The past few weeks have been full of vitriol and heated debates, from Maryland's General Assembly up to the GOP presidential primary race.
In the midst of it all, I have taken a lot of time to reflect upon two great men, each a great American in his own way.
The first is President Abraham Lincoln. I was asked to give a speech about his life to the entire Senate chamber this month, and worked very hard to write a fitting tribute. You can
read my entire address here, but I want to highlight the part that has impacted me the most during our heated political climate of late.
While researching Lincoln, I was reminded that he appointed his three primary opponents for the Republican nomination to serve in his own Cabinet.
He also looked beyond ideological differences and put one of his fiercest detractors, Edwin Stanton, into what proved to be the most important Cabinet position during those four years: Secretary of War.
Lincoln surrounded himself with the brightest, strongest and best minds to help steer our nation to calmer waters, regardless of party or previous allegiance. Needless to say, this was remarkable in its own time, and is even more unlikely today.
In the face of so much divisiveness, it was healthy for me to look back and get a little historical perspective on succeeding through statesmanship, rather than gamesmanship.
Lincoln managed to display humility, yet never flinched on his convictions and values. That’s a remarkable leadership combination that I try hard to emulate through my work in the Senate.
The second man I have been reflecting upon recently is my grandfather, . Everyone knew him as Jim.
I knew him as Pop. He passed away last week at the age of 82.
Pop started his family in a small town in the North Carolina foothills. Like today, it was hard to find work. But he was determined to support his wife and three sons, and chased a local newspaper ad 420 miles to Baltimore in the desperate hope of employment.
He got a job with the Glen L. Martin Aircraft Company, as a machinist. Pop traveled to North Carolina every weekend to be with his family, never complaining because he understood that sacrifice was required to ensure their well-being.
Nobody else, and certainly not the government, was responsible for their care except him. Eventually, he was able to move his family to Baltimore.
After a few years of stability, his entrepreneurial spirit kicked back in and he took a great risk: leaving his secure job to start his own business. Jim’s Automatic Transmission Service began as a single bay shop on Martin Boulevard.
The shop has outgrown its location three times in the last 54 years. Today, employs 15 people and has an unparalleled reputation for the quality and honesty of its founder.
My role as an elected official takes me all over the place. I go from community associations to civic council meetings to Boy Scout ceremonies. Almost weekly, I am stopped by loyal customers, random strangers who hear my last name and ask, “Are you related to Jim Jennings?”
I can’t tell you how proud I am to say that yes, he is my grandfather. They go on to tell me how he lent a hand, made a fix, or gave a break to them when they needed it most. Although these stories took place over 30 years ago, they are always told so vividly that it shows what kind of an impact my grandfather had on people. He has built a reputation for the “Jennings” name that I strive to continue.
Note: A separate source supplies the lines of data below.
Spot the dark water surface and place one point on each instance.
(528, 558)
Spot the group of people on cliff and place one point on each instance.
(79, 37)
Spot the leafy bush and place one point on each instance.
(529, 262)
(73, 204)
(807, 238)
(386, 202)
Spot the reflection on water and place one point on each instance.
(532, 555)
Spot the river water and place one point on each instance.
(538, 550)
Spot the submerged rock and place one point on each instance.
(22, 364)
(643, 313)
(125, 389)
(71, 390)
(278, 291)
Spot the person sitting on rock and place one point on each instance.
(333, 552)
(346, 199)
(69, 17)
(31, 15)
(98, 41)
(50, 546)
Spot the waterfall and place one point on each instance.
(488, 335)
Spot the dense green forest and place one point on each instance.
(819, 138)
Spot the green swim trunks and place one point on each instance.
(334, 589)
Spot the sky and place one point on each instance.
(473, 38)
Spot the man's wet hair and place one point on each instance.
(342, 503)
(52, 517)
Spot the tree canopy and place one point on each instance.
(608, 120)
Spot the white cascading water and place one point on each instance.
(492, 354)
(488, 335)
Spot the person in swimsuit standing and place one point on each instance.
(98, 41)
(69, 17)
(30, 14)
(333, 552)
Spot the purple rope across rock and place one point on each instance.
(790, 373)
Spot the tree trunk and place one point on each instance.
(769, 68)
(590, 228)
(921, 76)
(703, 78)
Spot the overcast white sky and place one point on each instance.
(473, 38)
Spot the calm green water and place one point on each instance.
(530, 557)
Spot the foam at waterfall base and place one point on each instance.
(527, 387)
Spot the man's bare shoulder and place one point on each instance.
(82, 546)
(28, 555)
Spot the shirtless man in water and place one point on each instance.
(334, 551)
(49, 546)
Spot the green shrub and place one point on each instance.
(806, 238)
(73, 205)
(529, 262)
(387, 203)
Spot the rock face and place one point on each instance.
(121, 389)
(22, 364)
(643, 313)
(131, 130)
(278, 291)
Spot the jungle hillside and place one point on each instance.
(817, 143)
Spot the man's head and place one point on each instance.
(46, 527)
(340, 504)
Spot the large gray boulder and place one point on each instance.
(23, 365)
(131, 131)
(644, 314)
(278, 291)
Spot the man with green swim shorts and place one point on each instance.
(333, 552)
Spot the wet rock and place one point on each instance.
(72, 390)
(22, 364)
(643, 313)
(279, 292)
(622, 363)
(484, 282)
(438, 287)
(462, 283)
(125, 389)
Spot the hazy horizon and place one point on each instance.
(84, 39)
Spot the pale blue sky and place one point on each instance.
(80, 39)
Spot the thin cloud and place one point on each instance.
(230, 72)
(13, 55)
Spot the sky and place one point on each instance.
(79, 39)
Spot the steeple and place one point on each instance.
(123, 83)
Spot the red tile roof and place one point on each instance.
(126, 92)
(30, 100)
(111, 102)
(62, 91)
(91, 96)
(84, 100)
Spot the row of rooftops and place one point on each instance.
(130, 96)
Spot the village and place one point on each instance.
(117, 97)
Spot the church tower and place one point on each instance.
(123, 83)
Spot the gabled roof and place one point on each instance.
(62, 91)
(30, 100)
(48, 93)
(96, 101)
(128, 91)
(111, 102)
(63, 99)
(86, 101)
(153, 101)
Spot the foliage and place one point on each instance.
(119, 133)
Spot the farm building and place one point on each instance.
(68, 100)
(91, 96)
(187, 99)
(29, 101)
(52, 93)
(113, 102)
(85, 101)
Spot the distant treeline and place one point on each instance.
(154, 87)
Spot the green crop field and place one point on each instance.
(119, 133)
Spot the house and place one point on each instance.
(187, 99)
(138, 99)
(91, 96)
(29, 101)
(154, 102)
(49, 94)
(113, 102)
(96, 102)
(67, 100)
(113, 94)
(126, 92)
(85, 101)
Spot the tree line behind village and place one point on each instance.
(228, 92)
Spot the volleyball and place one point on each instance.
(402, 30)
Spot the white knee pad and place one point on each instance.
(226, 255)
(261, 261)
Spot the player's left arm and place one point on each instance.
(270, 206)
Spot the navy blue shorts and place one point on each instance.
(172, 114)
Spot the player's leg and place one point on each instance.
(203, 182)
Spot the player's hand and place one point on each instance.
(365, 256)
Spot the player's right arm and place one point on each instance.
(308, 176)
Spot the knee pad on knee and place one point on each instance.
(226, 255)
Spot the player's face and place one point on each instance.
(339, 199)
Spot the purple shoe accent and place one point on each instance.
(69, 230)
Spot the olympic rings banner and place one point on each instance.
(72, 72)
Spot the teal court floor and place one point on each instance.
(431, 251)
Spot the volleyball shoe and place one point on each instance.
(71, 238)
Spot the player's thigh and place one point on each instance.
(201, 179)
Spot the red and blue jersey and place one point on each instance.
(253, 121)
No memory is more emotionally stirring than of my time as a toddler, sitting beside him on his Piper 250 Comanche airplane as he soared us through the air with the warm sun in our faces. I am incredibly lucky to have this as my earliest memory: literally a sense of freedom, that the sky was the limit.
There’s nothing more American, and I have my grandfather to thank for instilling that in me from the earliest possible age.
One of the proudest moments in my life was the day I was sworn in to the House of Delegates. The ceremony took place in the House chamber, and we were allowed to bring one guest onto the floor with us. There was no question I was taking Pop.
He sat in my seat and I stood behind him to take the oath. The next act was to officially vote for the first time. As the clerk rang the bell for a quorum call, I let Pop cast my first official vote. When I vote on your behalf thousands of times each session, I try to do what a man of his integrity, wisdom, and take-life-by-the-horns conviction would do.
Both my grandfather and President Lincoln were true gentlemen, but they also possessed that fighting spirit that makes this country great.
Their unique legacies show that whether you are leader of the free world or simply a family man and businessman, you can conduct yourself as someone people will be proud of for generations. Reflecting upon these two lives of late, following President’s Day and my grandfather’s funeral, has certainly given me a lot to think about. I am carrying both of them with me in Annapolis.
As always, I am proud to represent you.